These benefits impact both parties in a divorce, particularly if the marriage lasted for a specified number of years in conjunction with the military member’s service.
Military benefits for ex-spouses
In typical divorces, anything acquired during the duration of the marriage is marital property and is subject to equitable distribution when spouses decide to separate. Service members may participate in particular retirement and/or pension plans, and receive automatic benefits after serving for two decades.
In divorces, military spouses receive a portion of these benefits under certain rules.
- 10/10 rule: former spouses see up to 50% of a service member’s retirement benefits, paid directly by the government, if the marriage lasted for a minimum of ten years and overlapped the military member’s active service for at least ten years
- 20/20/20 rule: former spouses see retirement, healthcare, commissary and exchange benefits provided the marriage lasted for at least 20 years, overlapping the service member’s 20 years of active duty
These rules designate a legal entitlement for military spouses in the event of a divorce, specifically that they receive these benefits directly from the government.
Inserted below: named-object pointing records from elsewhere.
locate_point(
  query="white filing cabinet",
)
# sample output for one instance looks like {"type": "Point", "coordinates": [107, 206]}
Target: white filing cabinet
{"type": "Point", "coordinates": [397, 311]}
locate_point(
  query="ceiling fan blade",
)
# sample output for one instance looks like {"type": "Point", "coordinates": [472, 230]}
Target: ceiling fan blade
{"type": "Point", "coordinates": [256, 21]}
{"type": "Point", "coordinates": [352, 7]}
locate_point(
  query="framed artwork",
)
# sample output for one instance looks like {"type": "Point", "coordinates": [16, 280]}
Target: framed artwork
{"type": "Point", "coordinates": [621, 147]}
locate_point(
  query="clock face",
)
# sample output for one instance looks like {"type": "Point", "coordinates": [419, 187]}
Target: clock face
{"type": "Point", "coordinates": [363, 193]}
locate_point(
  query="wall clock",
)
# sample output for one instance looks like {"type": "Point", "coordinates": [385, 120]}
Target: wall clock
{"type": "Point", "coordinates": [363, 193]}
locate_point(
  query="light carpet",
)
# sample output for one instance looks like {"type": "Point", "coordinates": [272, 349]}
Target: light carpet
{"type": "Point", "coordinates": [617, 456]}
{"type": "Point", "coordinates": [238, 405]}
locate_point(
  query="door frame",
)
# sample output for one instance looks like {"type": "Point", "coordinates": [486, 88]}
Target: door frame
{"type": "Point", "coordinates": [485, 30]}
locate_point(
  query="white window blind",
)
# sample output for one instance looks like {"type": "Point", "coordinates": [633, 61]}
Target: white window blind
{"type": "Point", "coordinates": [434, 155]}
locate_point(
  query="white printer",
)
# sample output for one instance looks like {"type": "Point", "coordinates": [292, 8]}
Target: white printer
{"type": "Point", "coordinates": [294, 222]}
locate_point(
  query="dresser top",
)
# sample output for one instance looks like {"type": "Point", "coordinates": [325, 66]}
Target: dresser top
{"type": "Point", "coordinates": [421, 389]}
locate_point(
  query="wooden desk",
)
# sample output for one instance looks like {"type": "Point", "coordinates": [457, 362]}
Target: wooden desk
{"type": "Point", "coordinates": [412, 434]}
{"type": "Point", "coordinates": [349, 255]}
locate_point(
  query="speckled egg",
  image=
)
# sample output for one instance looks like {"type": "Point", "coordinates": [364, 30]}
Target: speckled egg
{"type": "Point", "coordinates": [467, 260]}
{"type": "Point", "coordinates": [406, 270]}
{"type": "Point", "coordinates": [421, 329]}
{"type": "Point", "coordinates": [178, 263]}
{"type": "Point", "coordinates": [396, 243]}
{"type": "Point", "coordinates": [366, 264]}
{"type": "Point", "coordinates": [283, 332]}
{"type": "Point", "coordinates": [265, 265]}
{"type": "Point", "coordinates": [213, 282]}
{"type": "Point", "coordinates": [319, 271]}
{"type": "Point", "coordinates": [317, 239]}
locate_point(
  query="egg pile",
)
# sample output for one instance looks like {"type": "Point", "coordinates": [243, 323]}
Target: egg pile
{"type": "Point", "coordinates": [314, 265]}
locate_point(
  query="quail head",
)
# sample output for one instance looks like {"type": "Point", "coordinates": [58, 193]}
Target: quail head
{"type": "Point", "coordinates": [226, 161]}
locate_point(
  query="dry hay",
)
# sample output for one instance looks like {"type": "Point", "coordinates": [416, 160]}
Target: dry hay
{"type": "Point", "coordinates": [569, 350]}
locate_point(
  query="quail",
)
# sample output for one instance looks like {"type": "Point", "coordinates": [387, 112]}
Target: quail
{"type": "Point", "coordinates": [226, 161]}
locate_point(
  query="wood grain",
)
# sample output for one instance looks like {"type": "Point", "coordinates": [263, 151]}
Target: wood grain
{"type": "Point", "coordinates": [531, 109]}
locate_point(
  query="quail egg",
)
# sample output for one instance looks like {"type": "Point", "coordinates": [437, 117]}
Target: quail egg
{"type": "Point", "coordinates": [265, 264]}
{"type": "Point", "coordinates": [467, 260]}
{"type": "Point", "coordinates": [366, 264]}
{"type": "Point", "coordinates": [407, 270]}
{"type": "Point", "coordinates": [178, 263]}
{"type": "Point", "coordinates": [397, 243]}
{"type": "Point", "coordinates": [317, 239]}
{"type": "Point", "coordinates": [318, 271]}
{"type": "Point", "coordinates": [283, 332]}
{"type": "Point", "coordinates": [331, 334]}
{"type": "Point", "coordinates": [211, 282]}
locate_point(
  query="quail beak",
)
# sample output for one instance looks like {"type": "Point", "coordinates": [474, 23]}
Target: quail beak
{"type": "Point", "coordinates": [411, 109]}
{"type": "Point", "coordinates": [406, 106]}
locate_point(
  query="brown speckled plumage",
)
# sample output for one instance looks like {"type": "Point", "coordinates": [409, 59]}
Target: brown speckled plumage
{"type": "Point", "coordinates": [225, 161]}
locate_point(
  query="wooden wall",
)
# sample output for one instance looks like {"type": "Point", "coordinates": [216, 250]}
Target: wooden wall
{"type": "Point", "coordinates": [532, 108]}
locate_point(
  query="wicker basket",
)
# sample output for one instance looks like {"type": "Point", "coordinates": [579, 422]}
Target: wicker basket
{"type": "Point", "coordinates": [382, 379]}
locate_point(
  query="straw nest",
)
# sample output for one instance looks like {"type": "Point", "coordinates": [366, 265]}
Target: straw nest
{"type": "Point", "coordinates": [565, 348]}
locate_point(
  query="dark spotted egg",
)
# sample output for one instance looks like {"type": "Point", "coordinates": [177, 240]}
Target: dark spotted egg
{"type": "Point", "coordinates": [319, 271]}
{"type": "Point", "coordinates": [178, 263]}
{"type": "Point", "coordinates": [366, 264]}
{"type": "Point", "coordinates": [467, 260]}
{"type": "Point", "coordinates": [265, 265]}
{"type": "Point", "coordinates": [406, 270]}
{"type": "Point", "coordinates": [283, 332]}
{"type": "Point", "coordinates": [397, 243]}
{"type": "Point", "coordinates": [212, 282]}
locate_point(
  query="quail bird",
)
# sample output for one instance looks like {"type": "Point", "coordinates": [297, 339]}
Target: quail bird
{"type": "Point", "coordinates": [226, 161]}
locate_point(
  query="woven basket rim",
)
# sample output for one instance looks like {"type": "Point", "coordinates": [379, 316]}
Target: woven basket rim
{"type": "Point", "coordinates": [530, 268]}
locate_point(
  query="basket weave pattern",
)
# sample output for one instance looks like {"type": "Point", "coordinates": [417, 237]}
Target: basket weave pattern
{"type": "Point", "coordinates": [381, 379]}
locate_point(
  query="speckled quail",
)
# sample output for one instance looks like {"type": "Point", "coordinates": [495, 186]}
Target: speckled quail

However, spouses are frequently eligible for military benefits even if they do not meet these requirements.
Ultimately, spousal support is subject either to court order or an agreement made between spouses. These decisions depend largely on the length of marriage and unique individual circumstances.
In all military divorces, the courts award alimony, child support and marital property divisions, including military benefits, according to a variety of factors to ensure both parties receive equitable distribution of assets.